A Plague Tale: Innocence
Steven Messner: Like everyone else, it's super rare that I actually refund a game. I'm not sure if I've ever done it because I hated a game or anything like that. My most recent return, A Plague Tale, was only because I recently bought it on Steam and then was browsing the Xbox Store and realized I get it for free using my Xbox Game Pass for PC—whoops!
Even then, I still kinda felt bad asking for a refund.
Jody Macgregor: I've never refunded a PC game. But I did refund Rune back in 2001. I bought it on PS2 and found a bug that made chests spawn continually—levels would get overtaken by treasure chests to the point where the whole game would slow down. When I took it back to EB the Xbox fanboy on the counter sniffed at me and said it's what I should expect from a PS2 game, but he gave me my refund anyway. I think I bought a secondhand copy of Wipeout instead. Good times.
Alm: I think it was Ace Combat 7. I had great memories from F22 Interceptor on the Mega Drive but it didn't hit the mark for me and rekindle that nostalgia.
Biggly: Probably waaay back when I was buying physical media. Never done a digital refund, but the new Gog.com refund policy is definitely going to bring me back to their site.
jphishgar: Black Desert Online. Why? I'd heard awesome things about the player economy, buildings, and oodles of stuff that I'm very much into in MMOs. So I dove in, and then discovered gender-locked classes like hitting a brick wall at full speed. While this isn't a deal-breaker for most, and I'm typically not that finicky, this was particularly irksome. This was also when I discovered the unfortunate refund policy of, if you log into the game at all, you couldn't get a refund. That, in an of itself, is plenty justification on my end to abandon.
I'm not sure if this has changed at all, but it was my last refund game. Before that was eons ago for Empire Earth 3.

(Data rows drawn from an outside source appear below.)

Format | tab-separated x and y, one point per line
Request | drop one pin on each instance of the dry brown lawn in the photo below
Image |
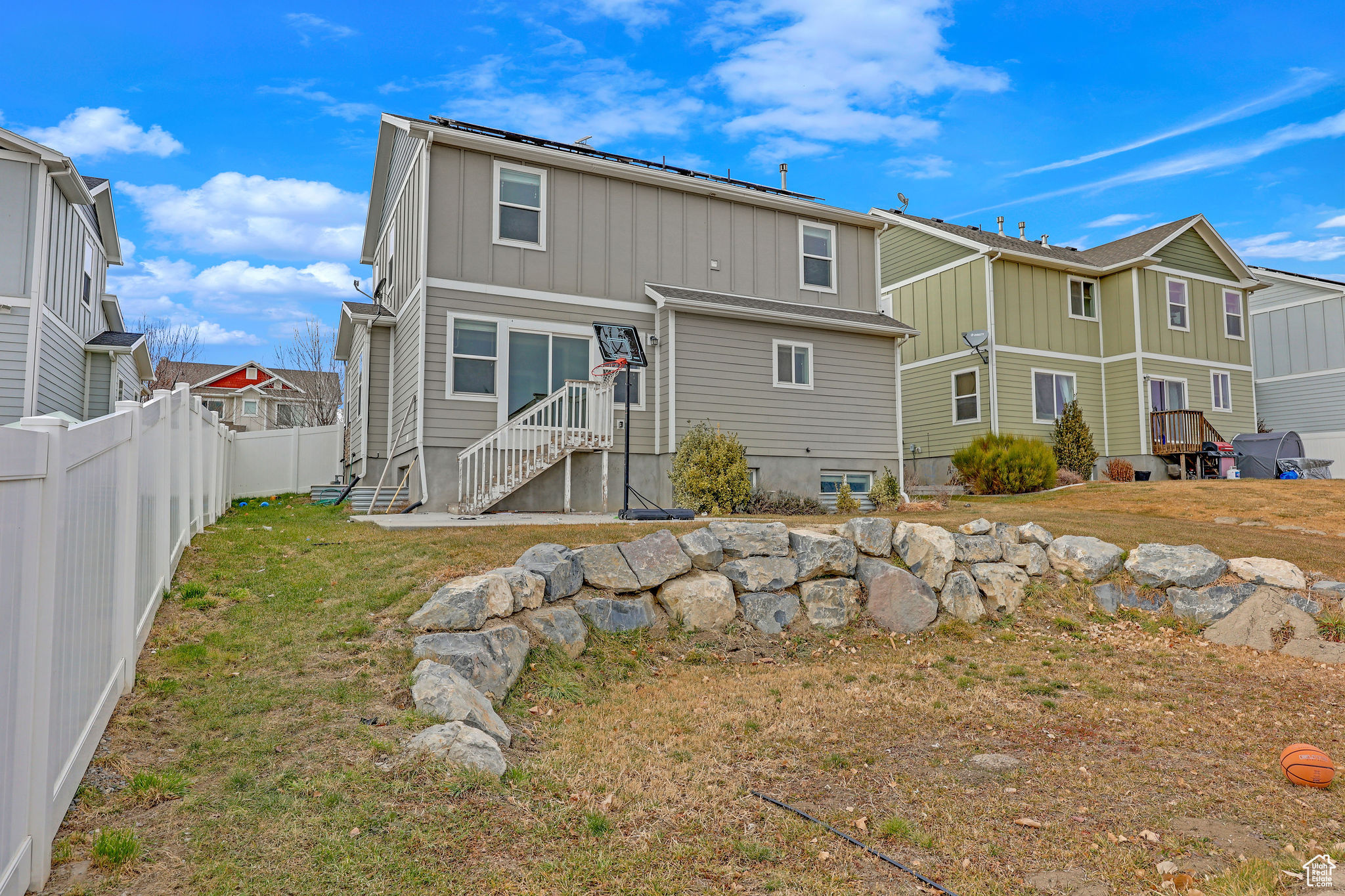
632	766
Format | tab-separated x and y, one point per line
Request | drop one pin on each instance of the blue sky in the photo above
240	137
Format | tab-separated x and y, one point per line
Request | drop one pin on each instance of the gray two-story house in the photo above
64	345
495	253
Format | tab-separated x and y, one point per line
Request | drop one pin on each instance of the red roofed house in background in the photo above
252	396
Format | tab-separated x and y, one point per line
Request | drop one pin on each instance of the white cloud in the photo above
919	167
238	214
847	70
99	132
1306	81
1282	246
310	26
1119	219
330	105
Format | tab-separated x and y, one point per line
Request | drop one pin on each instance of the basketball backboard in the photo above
619	340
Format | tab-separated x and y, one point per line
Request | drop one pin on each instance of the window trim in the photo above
1214	391
953	382
1168	303
1242	312
1070	299
1032	383
449	371
775	364
495	207
805	285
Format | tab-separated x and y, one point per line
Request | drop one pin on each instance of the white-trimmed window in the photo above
1234	314
793	364
1179	304
817	255
472	364
1222	389
966	395
519	206
1051	391
1083	299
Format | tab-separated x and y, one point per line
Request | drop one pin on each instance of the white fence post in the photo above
50	534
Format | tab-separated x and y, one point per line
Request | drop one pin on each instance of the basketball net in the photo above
607	372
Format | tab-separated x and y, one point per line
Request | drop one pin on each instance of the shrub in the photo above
1072	442
711	472
1006	465
847	503
783	504
1121	471
885	490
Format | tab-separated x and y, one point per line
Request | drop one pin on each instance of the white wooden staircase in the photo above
577	417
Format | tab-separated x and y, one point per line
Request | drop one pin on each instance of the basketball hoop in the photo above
607	372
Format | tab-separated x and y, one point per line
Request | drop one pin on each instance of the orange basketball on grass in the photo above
1306	765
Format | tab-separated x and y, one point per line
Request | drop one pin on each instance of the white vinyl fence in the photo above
93	519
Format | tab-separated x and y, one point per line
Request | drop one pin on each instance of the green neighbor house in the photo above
1149	332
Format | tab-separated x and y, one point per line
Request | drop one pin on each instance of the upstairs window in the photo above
1179	305
519	206
1234	314
793	364
1083	299
817	259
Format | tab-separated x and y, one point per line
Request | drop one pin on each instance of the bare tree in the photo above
171	347
310	358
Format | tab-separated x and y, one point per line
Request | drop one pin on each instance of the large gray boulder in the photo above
562	626
977	548
701	599
703	548
1083	557
1002	584
1278	574
871	534
606	568
460	744
830	603
927	550
609	614
655	558
770	613
1161	566
752	539
466	605
962	598
491	660
898	601
1210	603
762	574
1033	534
556	563
441	694
1252	624
820	554
529	587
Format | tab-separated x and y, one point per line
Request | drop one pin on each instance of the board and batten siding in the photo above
1206	314
942	307
1032	310
607	237
725	377
14	354
1189	251
456	422
927	408
19	202
908	253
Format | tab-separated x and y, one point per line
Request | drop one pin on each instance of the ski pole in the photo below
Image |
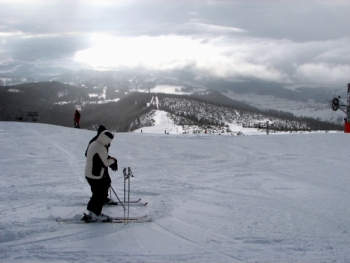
117	197
128	190
124	172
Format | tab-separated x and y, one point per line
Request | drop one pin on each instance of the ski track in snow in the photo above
276	198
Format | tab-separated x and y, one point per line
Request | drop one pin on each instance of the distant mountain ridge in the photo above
55	102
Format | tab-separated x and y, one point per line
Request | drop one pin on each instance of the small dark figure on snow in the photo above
76	119
96	171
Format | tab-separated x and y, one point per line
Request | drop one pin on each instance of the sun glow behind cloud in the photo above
209	56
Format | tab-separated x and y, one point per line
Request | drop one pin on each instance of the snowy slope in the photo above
213	198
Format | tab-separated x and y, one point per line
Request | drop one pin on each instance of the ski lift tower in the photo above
347	121
338	104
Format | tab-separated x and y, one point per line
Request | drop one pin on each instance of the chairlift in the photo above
19	115
5	115
33	114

OsaX Nymloth: I usually don't refund games even if I was a bit disappointed in them. The only one I remember refunding was Civilization VI. I spent a solid amount of hours in Civ V and had fun with it, as with some previous entries. So at some point I decided to buy latest iteration even tho I was vary of the changes - but hey, it was on decent sale. Aaaaaand it didn't click with me at all. Somehow the visual style and UI changes made me just wanting to go back to Civ V.
Frindis: I refunded Assassin's Creed Odyssey standard edition and a month later I decided to buy Assassin's Creed Odyssey Ultimate edition as it was on sale for 74%. The main reason for the refund was because of how they were implementing microtransactions, but after some time I guess I kind of just fell in love with all the videos I kept watching from the game and finally caved in. I am happy I did because I am enjoying the game a lot!
IndecentLouie: I refunded Hatred around a week ago, I didn't find it fun or even satirical. I like twin stick shooters but this one made me nauseous, I disliked the graphics and to be honest gunning down the civilians and cops actually made me feel like a bad person.